People whom have sustained a previous injury to the radial head.
What is it?
The radial head of the elbow joint is removed.
When is a radial head excision used?
When someone experiences severe pain that does not settle with conservative measures. Sometimes the radial head is removed in patients with Rheumatoid arthritis.
Bone damage is examined by x-ray.
Due to chronic damage, the use of plaster casts or other means will not help and surgery is the only available option.
Surgery is carried out under general anaesthetic and takes about 20-40 minutes. In many cases we also apply an arm block, which is an injection around the shoulder to temporarily prevent the nerves in the arm from carrying pain signals to the brain. The aim of this bock is to lessen the post-operative pain in the elbow. It will also have the effect of temporarily paralysing the arm on the day of the surgery.
An incision is made on the outer aspect of the elbow. It is approximately 5cm long. The radial head is removed and the wound is sutured closed. A bulky dressing is applied.

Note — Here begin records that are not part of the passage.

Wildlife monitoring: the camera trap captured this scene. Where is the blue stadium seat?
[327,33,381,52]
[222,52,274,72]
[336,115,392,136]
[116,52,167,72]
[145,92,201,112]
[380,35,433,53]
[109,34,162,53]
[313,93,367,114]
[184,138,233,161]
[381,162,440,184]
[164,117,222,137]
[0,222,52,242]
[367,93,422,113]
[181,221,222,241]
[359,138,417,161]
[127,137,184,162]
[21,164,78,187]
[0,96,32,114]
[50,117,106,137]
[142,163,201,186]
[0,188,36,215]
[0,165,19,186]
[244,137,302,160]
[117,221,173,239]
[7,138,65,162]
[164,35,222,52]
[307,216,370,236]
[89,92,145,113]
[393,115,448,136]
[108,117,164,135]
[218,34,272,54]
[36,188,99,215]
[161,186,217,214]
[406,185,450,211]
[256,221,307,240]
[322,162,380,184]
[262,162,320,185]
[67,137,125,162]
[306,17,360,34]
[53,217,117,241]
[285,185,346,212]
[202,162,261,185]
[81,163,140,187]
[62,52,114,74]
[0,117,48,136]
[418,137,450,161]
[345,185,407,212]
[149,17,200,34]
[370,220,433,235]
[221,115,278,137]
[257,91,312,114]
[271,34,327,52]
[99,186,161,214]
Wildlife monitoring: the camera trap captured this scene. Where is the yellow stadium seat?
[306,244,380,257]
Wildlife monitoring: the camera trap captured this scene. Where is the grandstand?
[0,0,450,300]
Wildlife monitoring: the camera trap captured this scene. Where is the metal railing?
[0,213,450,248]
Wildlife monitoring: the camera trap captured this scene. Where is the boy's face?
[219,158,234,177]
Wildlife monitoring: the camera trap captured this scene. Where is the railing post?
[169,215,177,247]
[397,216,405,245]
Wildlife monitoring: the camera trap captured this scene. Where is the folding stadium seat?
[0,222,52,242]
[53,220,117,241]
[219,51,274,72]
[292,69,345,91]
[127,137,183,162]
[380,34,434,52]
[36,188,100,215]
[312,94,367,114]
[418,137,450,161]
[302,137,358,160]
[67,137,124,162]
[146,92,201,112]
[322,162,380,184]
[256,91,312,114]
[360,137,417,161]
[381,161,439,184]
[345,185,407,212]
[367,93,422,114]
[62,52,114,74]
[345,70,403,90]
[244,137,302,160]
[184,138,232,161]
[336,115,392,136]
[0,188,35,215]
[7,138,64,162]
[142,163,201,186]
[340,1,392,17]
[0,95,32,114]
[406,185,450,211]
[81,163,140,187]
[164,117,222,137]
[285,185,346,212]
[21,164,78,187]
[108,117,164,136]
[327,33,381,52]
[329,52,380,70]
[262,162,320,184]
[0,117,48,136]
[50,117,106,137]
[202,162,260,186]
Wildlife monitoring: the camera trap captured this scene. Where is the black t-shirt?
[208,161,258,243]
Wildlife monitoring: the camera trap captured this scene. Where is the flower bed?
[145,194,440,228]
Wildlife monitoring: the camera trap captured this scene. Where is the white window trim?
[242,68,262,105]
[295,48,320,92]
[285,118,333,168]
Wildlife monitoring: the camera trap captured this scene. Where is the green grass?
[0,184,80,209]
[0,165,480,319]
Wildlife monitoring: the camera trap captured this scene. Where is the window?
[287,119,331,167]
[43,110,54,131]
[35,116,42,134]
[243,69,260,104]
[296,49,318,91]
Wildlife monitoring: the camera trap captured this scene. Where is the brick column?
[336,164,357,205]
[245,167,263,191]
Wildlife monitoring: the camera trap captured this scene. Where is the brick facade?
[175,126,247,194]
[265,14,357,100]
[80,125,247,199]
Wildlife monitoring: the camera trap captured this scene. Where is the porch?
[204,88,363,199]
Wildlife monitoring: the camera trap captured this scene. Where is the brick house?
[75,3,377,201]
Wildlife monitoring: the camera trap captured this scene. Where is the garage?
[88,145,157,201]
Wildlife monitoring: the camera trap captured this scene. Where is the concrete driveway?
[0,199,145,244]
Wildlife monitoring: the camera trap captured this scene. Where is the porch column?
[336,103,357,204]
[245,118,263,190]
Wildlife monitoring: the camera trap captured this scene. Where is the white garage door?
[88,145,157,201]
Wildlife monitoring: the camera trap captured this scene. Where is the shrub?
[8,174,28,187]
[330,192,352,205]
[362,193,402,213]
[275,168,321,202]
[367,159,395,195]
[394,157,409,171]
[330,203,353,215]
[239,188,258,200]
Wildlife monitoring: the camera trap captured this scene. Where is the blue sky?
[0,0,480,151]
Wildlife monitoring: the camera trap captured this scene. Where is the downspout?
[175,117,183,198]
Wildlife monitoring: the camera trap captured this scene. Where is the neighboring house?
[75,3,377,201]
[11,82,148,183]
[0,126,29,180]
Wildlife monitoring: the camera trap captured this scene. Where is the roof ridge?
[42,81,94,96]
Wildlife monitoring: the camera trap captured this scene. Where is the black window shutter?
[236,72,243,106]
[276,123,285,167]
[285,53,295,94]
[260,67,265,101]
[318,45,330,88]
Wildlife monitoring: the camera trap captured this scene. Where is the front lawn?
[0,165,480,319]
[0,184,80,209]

You can go home soon after the operation. The anaesthetic will wear off after approximately 6 hours. Simple analgesia (pain killers) usually controls the pain and should be started before the anaesthetic has worn off. The arm should be elevated as much as possible for the first 5 days to prevent the hand and fingers swelling. Gently bend and straighten the fingers and elbow from day 1. The dressing will be removed soon after your operation. The wound is cleaned and redressed with a simple dressing. Avoid forced gripping or lifting heavy objects for 2-3 weeks. The sutures a trimmed 12 days after the operation. You should notice an improvement in symptoms within a few weeks but the final result may take some 3-6 months.
Return to normal routine
Keep the wound dry until the stitches are out at 12 days.
Return to driving:
The hand needs to have full control of the steering wheel and left hand the gear stick. You are advised to avoid driving for at least 7 days or until the sutures (stitches) are removed.
Return to work:
Everyone has different work environments. Returning to heavy manual labour should be prevented for approximately 4 - 6 weeks. Early return to heavy work may cause the tendons and nerve to scar into the released ligament. You will be given advice on your own particular situation.
Overall over 95% are happy with the result. However complications can occur.
General risks (less than 1% each):
- Neuroma (nerve pain)
Reflex Sympathetic Dystrophy - RSD (<1% people suffer a reaction to surgery with painful stiff hands, which can occur with any elbow surgery from a minor procedure to a complex reconstruction).